Identification of the hip center of rotation (HCOR) before total hip arthroplasty (THA) is crucial for achieving optimal implant position and size, and for restoring native biomechanics around the hip joint. Current techniques for determining the HCOR in cases of abnormal hip anatomy are limited and unreliable. This study presents a novel technique using open-access software for preoperative THA templating for patients with significantly abnormal hip anatomy due to unilateral hip arthrosis. The aim is to reliably predict the HCOR and acetabular implant size compared with a traditional intraoperative method.
This retrospective study involved 20 patients with unilateral hip arthrosis who underwent THA. Preoperative templating was performed using the experimental technique, and the position of the HCOR was measured on preoperative and postoperative radiographs. The positions of the predicted and actual HCOR were compared, along with the inclination and size of the acetabular component.
The difference between the predicted and actual HCOR positions was insignificant (0.43±0.22 mm vertically and 0.18±0.20 mm horizontally), and there was a positive correlation between them (=0.78, <.005; =0.72, <.005). The agreement between the predicted and actual acetabular implant sizes was 85%, with near-perfect interobserver agreement (Cohen's kappa=0.827).
This novel technique provides a reliable method for predicting HCOR and acetabular implant size for THA in cases of unilateral hip arthrosis. This technique may help optimize biomechanics and improve outcomes in challenging cases. Further research and validation are warranted to establish its broader applicability. [. 2024;47(3):e139-e145.].

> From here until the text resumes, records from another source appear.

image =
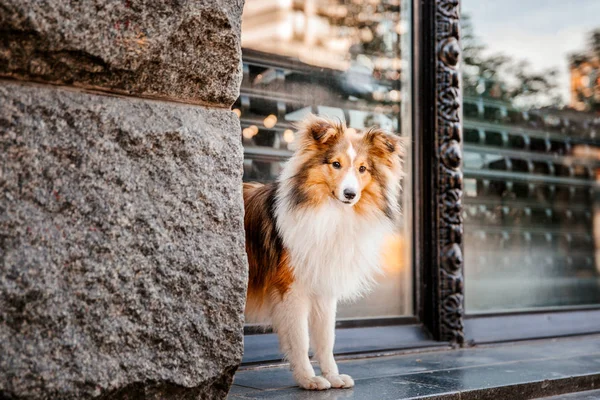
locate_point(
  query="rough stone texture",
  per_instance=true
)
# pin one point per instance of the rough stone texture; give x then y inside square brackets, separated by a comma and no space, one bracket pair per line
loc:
[122,263]
[185,50]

在全髋关节置换术 (THA) 之前确定髋关节旋转中心 (HCOR) 对于实现最佳的植入物位置和大小以及恢复髋关节周围的原生生物力学至关重要。目前,对于髋关节解剖异常病例确定 HCOR 的技术有限且不可靠。本研究提出了一种新的技术,使用开源软件为单侧髋关节骨关节炎导致髋关节解剖异常的患者进行术前 THA 模板设计。目的是与传统的术中方法相比,可靠地预测 HCOR 和髋臼植入物的大小。
这项回顾性研究涉及 20 例单侧髋关节骨关节炎患者,他们接受了 THA。使用实验技术进行术前模板设计,并在术前和术后 X 光片上测量 HCOR 的位置。比较了预测和实际 HCOR 位置、髋臼组件的倾斜度和大小。
预测和实际 HCOR 位置之间的差异无统计学意义(垂直方向为 0.43±0.22mm,水平方向为 0.18±0.20mm),且两者之间存在正相关(=0.78,<.005;=0.72,<.005)。预测和实际髋臼植入物大小之间的一致性为 85%,观察者间一致性接近完美(Cohen's kappa=0.827)。
对于单侧髋关节骨关节炎患者的 THA,该新技术提供了一种可靠的预测 HCOR 和髋臼植入物大小的方法。该技术可能有助于优化生物力学并改善挑战性病例的结果。需要进一步的研究和验证来确定其更广泛的适用性。